The older sewer lines in Memphis were never fully platted and did not have recorded easements. In the process of acquiring permanent sewer easements for these lines and helping the city gain access to the low-lying and wooded areas near streams and creeks where interceptors are buried, the team also helped the city identify and protect environmentally sensitive wetlands.
The program has already produced many ancillary benefits and continues to make tremendous progress in overflow reduction. It is making the environment and quality of life for Memphis residents considerably better.
Bently Green, P.E., is a program manager at Black & Veatch, which works with clients to efficiently and effectively collect, store, move and treat water and wastewater. Green has 30 years of experience primarily in wastewater treatment and infrastructure systems.
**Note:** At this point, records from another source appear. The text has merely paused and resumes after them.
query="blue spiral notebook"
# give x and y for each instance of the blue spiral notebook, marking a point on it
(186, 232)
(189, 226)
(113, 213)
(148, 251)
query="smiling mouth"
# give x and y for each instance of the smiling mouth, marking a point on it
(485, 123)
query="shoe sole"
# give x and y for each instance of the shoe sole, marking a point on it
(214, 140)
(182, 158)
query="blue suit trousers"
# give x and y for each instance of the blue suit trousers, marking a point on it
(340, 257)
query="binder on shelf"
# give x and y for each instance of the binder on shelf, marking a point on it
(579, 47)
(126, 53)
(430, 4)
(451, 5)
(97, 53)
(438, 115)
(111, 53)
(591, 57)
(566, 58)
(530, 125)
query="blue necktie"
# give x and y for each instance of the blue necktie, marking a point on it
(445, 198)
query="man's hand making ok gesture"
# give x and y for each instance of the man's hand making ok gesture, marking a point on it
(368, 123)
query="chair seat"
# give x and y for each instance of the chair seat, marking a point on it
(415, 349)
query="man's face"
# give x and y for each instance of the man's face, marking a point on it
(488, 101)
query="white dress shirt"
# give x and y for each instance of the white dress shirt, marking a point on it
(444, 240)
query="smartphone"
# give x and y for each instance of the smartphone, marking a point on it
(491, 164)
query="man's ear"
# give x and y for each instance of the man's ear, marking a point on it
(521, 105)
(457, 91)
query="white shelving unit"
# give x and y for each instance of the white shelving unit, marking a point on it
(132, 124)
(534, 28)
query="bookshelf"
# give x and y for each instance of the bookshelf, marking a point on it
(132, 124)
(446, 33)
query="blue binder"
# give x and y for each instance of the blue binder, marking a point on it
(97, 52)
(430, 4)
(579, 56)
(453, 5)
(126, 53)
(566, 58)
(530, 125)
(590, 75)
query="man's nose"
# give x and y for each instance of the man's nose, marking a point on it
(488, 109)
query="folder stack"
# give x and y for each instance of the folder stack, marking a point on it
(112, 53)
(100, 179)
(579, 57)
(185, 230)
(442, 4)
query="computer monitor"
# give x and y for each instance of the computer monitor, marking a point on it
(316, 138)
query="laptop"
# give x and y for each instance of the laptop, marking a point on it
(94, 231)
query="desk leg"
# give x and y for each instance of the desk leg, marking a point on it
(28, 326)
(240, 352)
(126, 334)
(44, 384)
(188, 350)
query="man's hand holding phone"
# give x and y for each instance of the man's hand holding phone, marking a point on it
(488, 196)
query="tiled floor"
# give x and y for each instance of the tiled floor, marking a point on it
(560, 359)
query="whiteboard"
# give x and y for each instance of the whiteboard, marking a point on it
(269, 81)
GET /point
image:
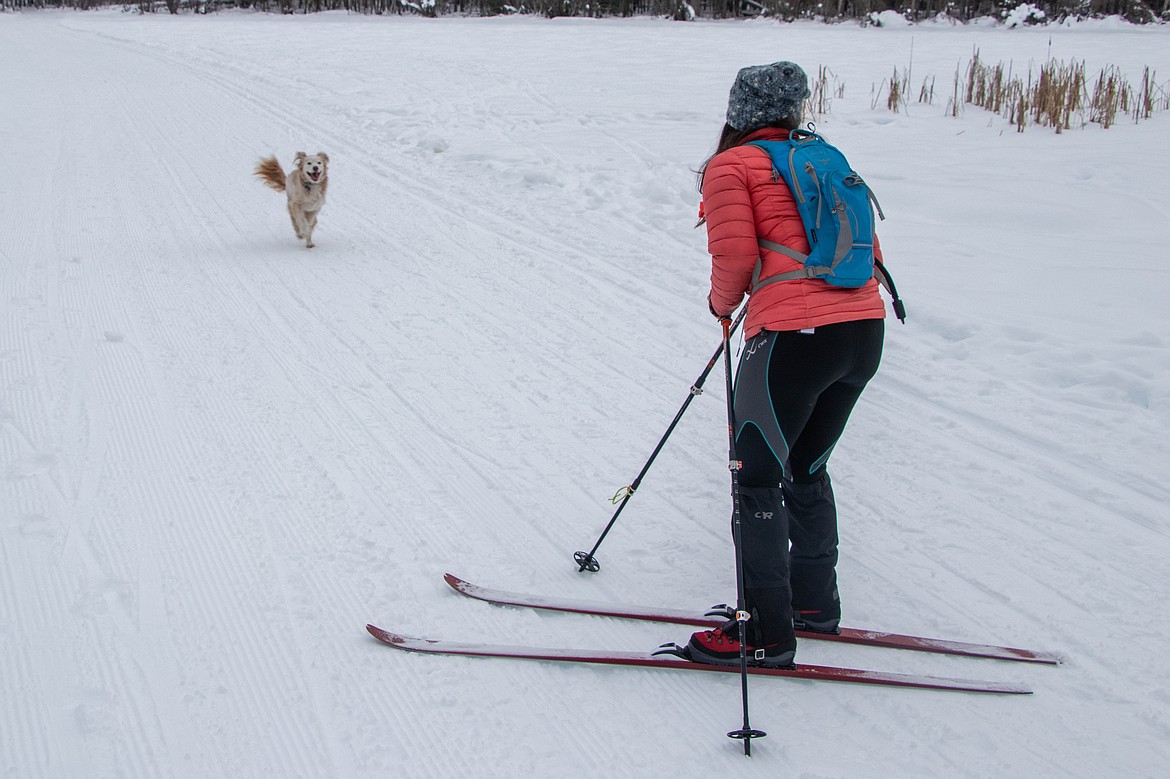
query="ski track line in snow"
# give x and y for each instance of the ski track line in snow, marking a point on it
(198, 516)
(284, 112)
(1099, 485)
(513, 231)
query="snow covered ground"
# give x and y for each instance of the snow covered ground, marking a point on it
(221, 454)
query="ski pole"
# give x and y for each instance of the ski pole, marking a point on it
(585, 560)
(744, 733)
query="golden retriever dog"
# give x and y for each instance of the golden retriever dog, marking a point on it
(304, 186)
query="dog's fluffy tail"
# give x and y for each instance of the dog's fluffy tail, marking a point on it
(270, 172)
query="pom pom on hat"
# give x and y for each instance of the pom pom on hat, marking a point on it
(764, 95)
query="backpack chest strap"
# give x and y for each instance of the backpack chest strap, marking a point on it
(806, 271)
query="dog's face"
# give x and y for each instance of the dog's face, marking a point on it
(312, 166)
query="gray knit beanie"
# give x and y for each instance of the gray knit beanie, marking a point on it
(764, 95)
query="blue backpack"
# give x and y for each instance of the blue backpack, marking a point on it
(837, 208)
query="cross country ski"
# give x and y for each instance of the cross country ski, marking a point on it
(640, 660)
(717, 617)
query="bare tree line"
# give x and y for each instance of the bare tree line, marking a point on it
(1136, 11)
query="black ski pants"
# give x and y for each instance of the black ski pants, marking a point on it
(795, 392)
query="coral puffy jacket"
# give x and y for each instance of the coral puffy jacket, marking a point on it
(742, 204)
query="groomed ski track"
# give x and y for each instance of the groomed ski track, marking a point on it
(221, 455)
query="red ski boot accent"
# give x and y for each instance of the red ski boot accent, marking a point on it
(720, 647)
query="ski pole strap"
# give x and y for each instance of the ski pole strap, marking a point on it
(887, 281)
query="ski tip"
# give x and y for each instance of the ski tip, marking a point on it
(385, 636)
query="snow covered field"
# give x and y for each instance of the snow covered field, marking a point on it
(222, 454)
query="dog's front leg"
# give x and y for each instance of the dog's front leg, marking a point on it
(310, 223)
(297, 223)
Robert Knecht, M.B.A. is the director of public works for the City of Memphis. He is responsible for the city’s third-largest division, which provides many core services including wastewater and stormwater operations, code enforcement, and street maintenance operations.
Scott Morgan, P.E., is the senior environmental administrator for the City of Memphis. He has been with the city since 2006 and specializes in stormwater and sewer construction.